CARLISLE, PA., JULY 31 -- For several summers now, the word from Dickinson College has been that one or perhaps a couple of the Washington Redskins' veteran linebackers was going to lose his job.

If it wasn't Neal Olkewicz, it was Rich Milot.

"It's the same story every year," Olkewicz said. "They bring in new young guys to take our jobs away." And so it is this summer. Only this time, the challenge seems to be the most serious of all.

Not particularly pleased with the play of their linebackers last season, the Redskins have pinned their linebacking hopes for the future on three players who spent the 1986 season on injured reserve, the professional equivalent of college redshirting. They are Ravin Caldwell, Kurt Gouveia and Anthony Copeland, left to right on your scorecard.

If the first game of the season were today and not Sept. 13, it's unlikely any of them would be starting. But it is likely two would be on the team.

"I would like to think that at least two out of the three will make our football team," said defensive coordinator Larry Peccatiello, who coaches the linebackers.

This doesn't necessarily mean any of the five veterans -- Olkewicz, Milot, Mel Kaufman, Monte Coleman and Shawn Burks -- would be cut, because Peccatiello would like to keep seven players. If he gets to keep only six, then someone would have to go. But the point is, because of advancing age and injury, changes likely will occur in the Washington linebacking corps, and these three new players will have the chance to make the greatest impact.

There is an air of anticipation at this training camp. Caldwell, Gouveia and Copeland have been practicing all week with the other young players, but, to a man, say they are quite eager to begin competing with the veterans at the team's first full practice Monday.

"Everybody starts fighting it out as soon as the veterans come in," said Gouveia, the Redskins' eighth-round pick in the 1986 draft. "I don't really have the sense they want to replace somebody, but they realize the years the vets have in the league, so there might be a change that way. They're trying to get ready, to make sure that they have somebody to take their place."

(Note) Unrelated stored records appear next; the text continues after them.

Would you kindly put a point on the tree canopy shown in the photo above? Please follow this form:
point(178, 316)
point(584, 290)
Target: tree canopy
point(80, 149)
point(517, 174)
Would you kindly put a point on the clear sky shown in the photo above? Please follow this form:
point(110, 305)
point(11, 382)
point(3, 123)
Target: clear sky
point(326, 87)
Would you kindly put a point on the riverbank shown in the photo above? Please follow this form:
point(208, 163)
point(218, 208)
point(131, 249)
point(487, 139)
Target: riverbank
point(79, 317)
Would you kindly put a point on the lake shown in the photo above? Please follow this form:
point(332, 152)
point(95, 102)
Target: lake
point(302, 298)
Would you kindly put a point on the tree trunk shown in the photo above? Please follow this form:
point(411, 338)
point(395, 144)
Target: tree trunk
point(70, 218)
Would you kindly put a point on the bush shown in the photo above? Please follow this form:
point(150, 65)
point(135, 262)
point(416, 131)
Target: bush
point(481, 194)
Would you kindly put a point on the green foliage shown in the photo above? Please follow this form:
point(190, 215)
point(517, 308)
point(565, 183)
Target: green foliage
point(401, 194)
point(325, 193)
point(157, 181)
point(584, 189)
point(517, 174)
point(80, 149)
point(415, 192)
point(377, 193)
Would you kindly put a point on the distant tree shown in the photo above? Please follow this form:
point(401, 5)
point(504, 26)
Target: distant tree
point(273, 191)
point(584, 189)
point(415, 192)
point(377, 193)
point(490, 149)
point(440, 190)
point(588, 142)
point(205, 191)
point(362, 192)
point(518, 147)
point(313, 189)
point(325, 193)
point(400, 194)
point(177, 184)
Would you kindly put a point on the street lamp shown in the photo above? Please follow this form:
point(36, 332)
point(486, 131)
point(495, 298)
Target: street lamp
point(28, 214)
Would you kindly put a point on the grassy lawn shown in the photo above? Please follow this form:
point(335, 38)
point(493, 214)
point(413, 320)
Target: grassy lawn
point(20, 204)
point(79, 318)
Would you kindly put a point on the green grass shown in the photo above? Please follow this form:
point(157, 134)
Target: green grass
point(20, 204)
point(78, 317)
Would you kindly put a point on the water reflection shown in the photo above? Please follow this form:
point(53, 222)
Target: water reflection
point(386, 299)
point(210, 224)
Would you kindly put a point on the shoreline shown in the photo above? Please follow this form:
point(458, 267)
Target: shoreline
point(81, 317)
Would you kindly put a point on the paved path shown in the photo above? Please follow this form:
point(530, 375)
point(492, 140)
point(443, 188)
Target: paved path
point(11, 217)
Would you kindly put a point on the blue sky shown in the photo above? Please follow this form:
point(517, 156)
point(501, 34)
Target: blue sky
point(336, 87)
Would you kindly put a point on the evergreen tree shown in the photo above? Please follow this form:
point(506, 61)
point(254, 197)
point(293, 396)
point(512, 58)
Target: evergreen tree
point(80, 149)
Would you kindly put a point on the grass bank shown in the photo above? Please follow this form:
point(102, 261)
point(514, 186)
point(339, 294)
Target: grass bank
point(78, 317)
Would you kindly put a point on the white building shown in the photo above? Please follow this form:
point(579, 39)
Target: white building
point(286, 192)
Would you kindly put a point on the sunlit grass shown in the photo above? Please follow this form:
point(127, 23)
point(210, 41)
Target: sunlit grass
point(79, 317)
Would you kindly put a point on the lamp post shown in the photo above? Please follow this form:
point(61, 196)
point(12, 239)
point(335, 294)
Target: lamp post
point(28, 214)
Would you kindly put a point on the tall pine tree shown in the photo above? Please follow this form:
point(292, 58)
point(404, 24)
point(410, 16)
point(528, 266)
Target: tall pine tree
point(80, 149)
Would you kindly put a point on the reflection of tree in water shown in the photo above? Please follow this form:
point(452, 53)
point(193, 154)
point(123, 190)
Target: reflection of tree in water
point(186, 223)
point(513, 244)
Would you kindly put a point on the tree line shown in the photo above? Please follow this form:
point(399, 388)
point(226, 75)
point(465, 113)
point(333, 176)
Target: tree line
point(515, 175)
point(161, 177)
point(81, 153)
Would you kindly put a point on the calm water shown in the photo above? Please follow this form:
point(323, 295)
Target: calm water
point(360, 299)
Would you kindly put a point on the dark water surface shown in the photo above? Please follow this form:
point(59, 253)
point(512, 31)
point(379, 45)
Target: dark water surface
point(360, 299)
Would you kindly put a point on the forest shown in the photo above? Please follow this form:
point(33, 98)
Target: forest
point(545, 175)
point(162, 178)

Caldwell, a fifth-round draft choice in '86, fractured his right kneecap in his senior season at Arkansas and didn't practice with the Redskins until late last season.

Gouveia, from Brigham Young, tore a ligament in his left knee in preseason and also didn't practice until the end of the season. Copeland, a free agent from Louisville, pulled his right quadriceps muscle in preseason, but was able to practice much of the season. He became known for the ferocious way he imitated the opponents' top linebacker on the scout team in practice, particularly Lawrence Taylor of the New York Giants.

Copeland, 6 feet 2 and 250 pounds, has great "measurables," the Redskins say, but he also has seen his share of controversy. At the team's May minicamp, he drew Peccatiello's ire when he began talking about his all-pro goals.

"I think his first goal should be making this football team," Peccatiello said this week. "I don't think a guy who has just played in college and has never played at this level should be talking about making all-pro."

Copeland also hasn't played football since 1984 after a disagreement with incoming Louisville Coach Howard Schnellenberger. He wanted Copeland to beef up and move to nose guard; Copeland didn't want to and quit the team.

"I just felt it was a lot to ask of a guy in his senior year," Copeland said. "I realize I have a lot to prove now."

Like Copeland, Caldwell, who is 6-3 and 229 pounds, has the size the Redskins like at linebacker.

"My height and my size have a lot to do with it," Caldwell said. "When you rush, you've got to go against a lineman or tight end, and you can pretty well handle them if you're pretty big."

"Ravin and Anthony give us size, which you'd like to say could result in more strength in the point of attack and be a better run-defense situation," said Peccatiello. "If they become role-players as opposed to starters, you could envision somebody with Ravin's size being a short-yardage player and helping us there."

Gouveia shares more with Olkewicz than a position. He is shorter (6-1) and smaller (227 pounds) than most linebackers, and spends much of his time overachieving.

He is not expected to replace Olkewicz, but he is expected to give him the fight of his life. At least for this summer.